2. Focus on your negotiations with the seller
Sometimes, the listing agent will say that the other offer is a better price, has a larger down payment or a quicker close. Who cares? The seller will still be looking at and working with your offer when considering their circumstances. For all you know, the other offer may be a horrible “low ball” offer or from a buyer who isn’t pre-approved for a loan or from an out-of-area agent who is unfamiliar with local customs and protocols. Or the buyer may have made the offer after only seeing the property once.
Even though there are other parties making offers, don’t get distracted by them. Stay focused on your own negotiations with the seller. Remember: You’re not negotiating with another buyer, and trying to do that will drive you nuts.
3. Present yourself and your offer in the best possible light
Most people make a decision about whom to sell their home to based not just on price but on the whole package. Who are the buyers and what is their level of interest in the home? What’s the price they’re offering? How many contingencies are they asking for and what are the timeframes of each? What is the down payment amount and length of escrow?
If you love a home and want to make an offer, start by making yourself known to the listing agent or the seller. Visit the property on multiple occasions. Show your face to the listing agent as much as possible. If the property is on lock box, it’s OK to go back at various times of day and in the evening.

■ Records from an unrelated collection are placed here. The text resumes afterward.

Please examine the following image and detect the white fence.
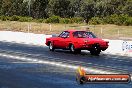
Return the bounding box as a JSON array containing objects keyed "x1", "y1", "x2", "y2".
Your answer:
[{"x1": 0, "y1": 31, "x2": 132, "y2": 56}]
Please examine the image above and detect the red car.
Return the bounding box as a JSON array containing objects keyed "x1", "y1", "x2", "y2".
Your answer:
[{"x1": 46, "y1": 30, "x2": 109, "y2": 55}]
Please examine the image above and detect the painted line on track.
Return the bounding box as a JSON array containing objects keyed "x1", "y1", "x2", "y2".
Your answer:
[
  {"x1": 0, "y1": 53, "x2": 118, "y2": 74},
  {"x1": 0, "y1": 53, "x2": 132, "y2": 79}
]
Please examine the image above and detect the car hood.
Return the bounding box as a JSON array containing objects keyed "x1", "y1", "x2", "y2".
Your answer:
[{"x1": 79, "y1": 38, "x2": 107, "y2": 44}]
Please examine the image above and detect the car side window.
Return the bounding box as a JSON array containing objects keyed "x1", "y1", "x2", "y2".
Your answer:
[
  {"x1": 61, "y1": 32, "x2": 69, "y2": 38},
  {"x1": 59, "y1": 32, "x2": 65, "y2": 37}
]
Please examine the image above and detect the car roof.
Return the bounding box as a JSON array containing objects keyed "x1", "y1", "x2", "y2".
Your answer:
[{"x1": 67, "y1": 29, "x2": 86, "y2": 32}]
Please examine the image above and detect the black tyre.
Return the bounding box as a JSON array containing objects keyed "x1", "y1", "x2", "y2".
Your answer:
[
  {"x1": 69, "y1": 44, "x2": 76, "y2": 53},
  {"x1": 49, "y1": 42, "x2": 55, "y2": 51},
  {"x1": 70, "y1": 44, "x2": 81, "y2": 54},
  {"x1": 90, "y1": 44, "x2": 101, "y2": 55}
]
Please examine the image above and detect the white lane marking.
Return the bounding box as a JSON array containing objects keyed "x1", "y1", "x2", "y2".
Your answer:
[{"x1": 0, "y1": 53, "x2": 129, "y2": 74}]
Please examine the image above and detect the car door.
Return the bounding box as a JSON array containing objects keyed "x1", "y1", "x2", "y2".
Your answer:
[
  {"x1": 54, "y1": 32, "x2": 65, "y2": 48},
  {"x1": 56, "y1": 31, "x2": 69, "y2": 48}
]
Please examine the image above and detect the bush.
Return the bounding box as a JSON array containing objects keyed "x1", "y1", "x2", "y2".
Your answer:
[
  {"x1": 45, "y1": 15, "x2": 61, "y2": 23},
  {"x1": 72, "y1": 17, "x2": 84, "y2": 23},
  {"x1": 125, "y1": 17, "x2": 132, "y2": 26},
  {"x1": 19, "y1": 17, "x2": 33, "y2": 22},
  {"x1": 60, "y1": 18, "x2": 72, "y2": 24},
  {"x1": 89, "y1": 17, "x2": 104, "y2": 25},
  {"x1": 0, "y1": 15, "x2": 10, "y2": 21},
  {"x1": 10, "y1": 15, "x2": 20, "y2": 21}
]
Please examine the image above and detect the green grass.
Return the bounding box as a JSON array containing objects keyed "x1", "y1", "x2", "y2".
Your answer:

You’ll get different perspectives on the home, and the sellers will surely notice your interest.
Consider writing a note of introduction to the seller with your offer or ask that your agent do so. Be sure to present a pre-approval letter with your offer, too. This is a no-brainer in demonstrating to the seller that you’re a qualified buyer and you’ve taken the time to get approved for a mortgage.
If you have an inspections contingency, make the timeframe quick. If you really want to make your offer stand out, pre-schedule the inspection for a couple days out, so there isn’t a lag time waiting for an inspection appointment.
Finally, put your best foot forward with your earnest money deposit. While there are customary ways of approaching earnest money deposits in each real estate market, putting up only a few hundred or only a thousand dollars may give the seller the impression you’re not that serious. If you can put up the full 3 percent, do it. It shows you mean business. Don’t forget this money is refundable should something major come up, and your contingencies protect this deposit. For more information, read “3 Ways to Protect Your Escrow Deposit.”
Ultimately, keep in mind that the sellers are probably embarking on a major life change. They may be selling due to a job transfer, new baby, or the need for more (or less) space. It’s a huge decision for them, and receiving an offer can be as exciting as it is nerve-wracking. So lead with your best offer. Be patient and understanding. See what happens. If you don’t get the property, learn from the experience and move on. Who knows? You may find something even better.